The recent MarkLogic World London event (June 13th-15th, 2016) had several sessions either devoted to or relating to text analytics and text mining. Increasingly, MarkLogic customers are using these tools to improve productivity and to reduce manual processing. One of the most interesting presentations was from KPMG, who presented a solution they have built for automating many aspects of financial compliance, using machine-learning tools for concept extraction and manipulation.
Michael Henry, who gave a witty and entertaining talk, had a lovely term for the current state of financial compliance as carried out by humans: “stare and compare”. Basically, a lot of humans have to stare at a lot of documents and compare them to other documents, for compliance to be achieved. Compliance tools have been increasingly required in the past few years, as we all know, and for banks, compliance costs have now reached in some cases 20% of their net revenue (up from a single-figure percentage a few years ago). Typical compliance requirements for wealth management include:
KYC = know your customer
AML = anti money-laundering
NNC = negative news checking
A typical requirement for a bank today is for the regulator to require that the bank checks all 200,000 of its existing customers for a KYC check, within the next 12 months. Banks carry out this kind of checking by a manual read of relevant documents, such as mortgage applications. Information that is considered relevant is then copied by hand to a compliance register. This highly manual (and deeply unexciting) task, the “stare and compare”, is typically carried out by large teams of offshore agents. Not surprisingly, the staff turnover in these teams is very high; nobody wants to do such work.

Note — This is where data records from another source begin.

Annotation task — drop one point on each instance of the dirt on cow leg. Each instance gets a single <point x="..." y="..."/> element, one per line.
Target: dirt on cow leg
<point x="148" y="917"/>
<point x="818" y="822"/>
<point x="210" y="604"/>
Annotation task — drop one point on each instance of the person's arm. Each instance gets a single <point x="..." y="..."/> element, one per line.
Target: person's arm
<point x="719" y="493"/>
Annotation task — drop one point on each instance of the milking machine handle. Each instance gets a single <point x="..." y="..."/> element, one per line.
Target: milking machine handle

Instead, KPMG introduced a more automated process. Using a combination of a MarkLogic database, some OCR tools and a content enrichment framework with semantic tools to infer conclusions with a stated confidence score, the new system was able to reduce the human input by 80%. The remaining 20% of the time is taken up by humans checking the issues that still remain when the automatic system has done its work. So successful has this operation been that KPMG are now supplying this compliance automation tool to 14 banks in the US. Remarkably, the new system has provided several advantages in addition to reducing costs. A much greater number of compliance checks are now run on the captured documents than was ever possible before. When the regulations change, all the documents can be checked again against the new criteria. Finally, the number of errors inherent in a large-scale manual checking process has been reduced (ask any human to carry out a very repetitive task for long enough and they start to make mistakes)
The principles that KPMG followed are to a large extent applicable to any text analytics process, such as extracting concepts from academic content:
1. Collect data only once, if possible, by ingesting unstructured documents into machine-readable form. Remove people from the digitisation process as far as possible (which means restate your criteria in a format that a machine can validate).
2. Run the documents past a content enrichment framework (avoiding the “stare and compare”).
Publishers are not involved for the most part in financial compliance, but any objective assessment of the publisher workflow reveals many areas of extensive human input, including indexing and tagging, and much of this could be fully or largely replaced by automated solutions – not least from UNSILO. Many people in the audience were surprised that such a sensitive area as compliance could be handled via automated tools; yet it was clear that the results were better than the original, fully manual, operation. Financial compliance is yet another example of the application of text analytics to a host of areas that were considered until a few years ago to be requiring human curation.